When it comes to meeting our congregational goal of visiting, socializing, etc., remember that some aspects of this goal are not optional for the Christian. It is not a suggestion, for example, to visit our elderly members. It is a command (1 Timothy 5:3ff, James 1:27). It is also not optional to encourage weak church members through visits, Bible studies, or other forms of contact like cards, phone calls, etc. (1 Thessalonians 5:14). If a church member is failing spiritually, it is my duty to restore him or her (Galatians 6:1). By completing the particulars of this congregational goal, we are actually obeying several direct commands from God. In obeying, we are building relationships. Do you see how these things work together? I might visit one of our members who is in the hospital, for example – somebody I might never have had much contact with otherwise. By visiting, I am obeying the command to “put on a heart of compassion and kindness” (Colossians 3:12) and I am fulfilling the Law of Christ by “bearing one another’s burdens” (Galatians 6:2). But I am also making a friend. I am learning something about somebody. I am deepening the bond of fellowship by letting that Christian know that I want to share in that day’s distress and suffering. I am telling him or her that having a relationship is important to me.
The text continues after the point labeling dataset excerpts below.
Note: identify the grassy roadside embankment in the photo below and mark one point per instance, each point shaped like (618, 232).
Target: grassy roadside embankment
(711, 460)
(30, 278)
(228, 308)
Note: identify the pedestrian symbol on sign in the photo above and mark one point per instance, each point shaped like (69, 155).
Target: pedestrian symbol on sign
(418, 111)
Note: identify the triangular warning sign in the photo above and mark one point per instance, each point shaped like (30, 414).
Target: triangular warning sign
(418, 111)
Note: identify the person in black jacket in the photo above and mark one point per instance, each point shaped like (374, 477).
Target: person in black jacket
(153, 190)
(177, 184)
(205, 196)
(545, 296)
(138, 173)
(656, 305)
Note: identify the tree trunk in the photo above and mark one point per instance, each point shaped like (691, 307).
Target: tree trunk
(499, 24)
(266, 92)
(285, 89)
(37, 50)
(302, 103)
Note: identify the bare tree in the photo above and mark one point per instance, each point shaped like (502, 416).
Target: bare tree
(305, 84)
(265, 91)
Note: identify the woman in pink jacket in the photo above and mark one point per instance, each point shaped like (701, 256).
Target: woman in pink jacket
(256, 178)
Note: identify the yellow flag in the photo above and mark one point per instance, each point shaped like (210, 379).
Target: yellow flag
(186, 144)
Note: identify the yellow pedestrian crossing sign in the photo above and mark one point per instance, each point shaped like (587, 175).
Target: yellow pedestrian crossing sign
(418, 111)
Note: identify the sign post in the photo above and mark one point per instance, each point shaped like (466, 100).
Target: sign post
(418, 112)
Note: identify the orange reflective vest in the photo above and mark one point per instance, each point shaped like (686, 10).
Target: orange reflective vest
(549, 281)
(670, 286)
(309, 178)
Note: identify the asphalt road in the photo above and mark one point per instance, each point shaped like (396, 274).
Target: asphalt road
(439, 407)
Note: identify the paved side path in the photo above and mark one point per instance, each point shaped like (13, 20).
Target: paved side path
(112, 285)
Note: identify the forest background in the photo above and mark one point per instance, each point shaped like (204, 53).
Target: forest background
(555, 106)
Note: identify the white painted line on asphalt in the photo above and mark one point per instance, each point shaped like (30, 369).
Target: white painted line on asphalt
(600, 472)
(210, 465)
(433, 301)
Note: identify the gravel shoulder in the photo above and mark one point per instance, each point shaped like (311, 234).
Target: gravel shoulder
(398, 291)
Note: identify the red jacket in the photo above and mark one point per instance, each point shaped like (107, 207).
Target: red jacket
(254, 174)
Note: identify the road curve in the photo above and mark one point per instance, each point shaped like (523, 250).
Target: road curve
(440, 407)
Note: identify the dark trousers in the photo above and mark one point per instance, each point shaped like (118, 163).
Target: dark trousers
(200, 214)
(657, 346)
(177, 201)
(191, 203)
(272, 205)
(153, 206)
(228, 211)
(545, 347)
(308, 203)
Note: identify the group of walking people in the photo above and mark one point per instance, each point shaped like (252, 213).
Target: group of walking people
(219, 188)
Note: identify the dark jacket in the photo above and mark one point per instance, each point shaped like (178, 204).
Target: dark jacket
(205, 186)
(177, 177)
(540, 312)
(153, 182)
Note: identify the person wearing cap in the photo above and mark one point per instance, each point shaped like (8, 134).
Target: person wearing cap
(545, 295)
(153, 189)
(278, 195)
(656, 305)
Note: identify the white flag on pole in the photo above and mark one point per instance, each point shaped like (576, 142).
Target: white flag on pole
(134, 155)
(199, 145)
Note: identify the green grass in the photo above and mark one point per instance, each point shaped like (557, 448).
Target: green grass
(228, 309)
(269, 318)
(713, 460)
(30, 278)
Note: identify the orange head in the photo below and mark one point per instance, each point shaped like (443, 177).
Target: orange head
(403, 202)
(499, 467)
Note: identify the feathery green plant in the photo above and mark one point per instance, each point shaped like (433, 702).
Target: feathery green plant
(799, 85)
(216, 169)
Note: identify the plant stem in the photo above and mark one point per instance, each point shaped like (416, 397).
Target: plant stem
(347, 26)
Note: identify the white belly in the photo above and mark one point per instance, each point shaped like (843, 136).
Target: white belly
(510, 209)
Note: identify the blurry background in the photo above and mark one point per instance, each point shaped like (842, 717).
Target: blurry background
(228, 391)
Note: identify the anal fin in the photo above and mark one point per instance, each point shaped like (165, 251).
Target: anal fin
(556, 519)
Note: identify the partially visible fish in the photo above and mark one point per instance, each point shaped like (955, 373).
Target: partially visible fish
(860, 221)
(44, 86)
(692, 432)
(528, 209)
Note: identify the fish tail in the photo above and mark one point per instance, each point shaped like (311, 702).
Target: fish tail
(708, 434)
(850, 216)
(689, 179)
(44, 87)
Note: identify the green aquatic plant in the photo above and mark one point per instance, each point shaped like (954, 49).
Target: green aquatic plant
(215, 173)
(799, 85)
Weeping And Laughing With Each Other
When we come together for worship and see new faces, our first reaction may be to seek out people we know. We desire the comfort that comes with knowing a person’s name, interests, background, etc. But how can a church have unity if we do not even know each other? How can we effectively minister to the community when we are not even sure who we can depend on? Fortunately, the Bible has some solutions to offer in Romans 12:3-16. If we want to foster more meaningful relationships with each other, we must:
• Never think more highly of ourselves than we should (v. 3). The moment I think I am too good for that church member who is different than me, I have lost sight of what it means to live for Christ;
• Realize that each of us has a unique function (v. 4). Do not judge another church member because his skill set is different;
• Realize that we are not just members of Christ, but of each other (v. 5). I cannot just come to church, commune with God, and believe that my contribution to the local work is complete;
Exercise our gifts freely (v. 6). I think part of why some churches lack meaningful fellowship is because there are members too afraid to contribute anything (whether by outright discouragement or lack of self-esteem);
Recognize what others are doing (vv. 6-8). Get excited about the service that another Christian does. Ask questions about different areas of ministry. Find out who is contributing where;
“Let love be without hypocrisy” (v. 9);
Express a preferential treatment for Christians (v. 10), but always in an honorable way. When a church member has a need, drop everything and help (some of the best ways to get to know people is by helping them move, build a fence, tune up a car, etc.);
Recognize that our bond is more special than anything humanity offers (v. 11-12). We are not like a Boy Scout troop, a Weight Watchers meeting, or an athletic club;
Show hospitality (v. 13). A church member whose home is always closed will likely never understand why making friends at church is so difficult;
Be willing to adapt our mood to fit the ups and downs of our brethren (v. 15). During the celebratory times, we rejoice with them. When the occasion is somber, we share a few tears;
Be willing to associate with those may otherwise be deemed “lowly” (v. 16). A congregation is going to be made up of very different people (poor and rich, healthy and sick, educated and uneducated). If I am too haughty to associate with those who are different, my presence will always be a divisive one.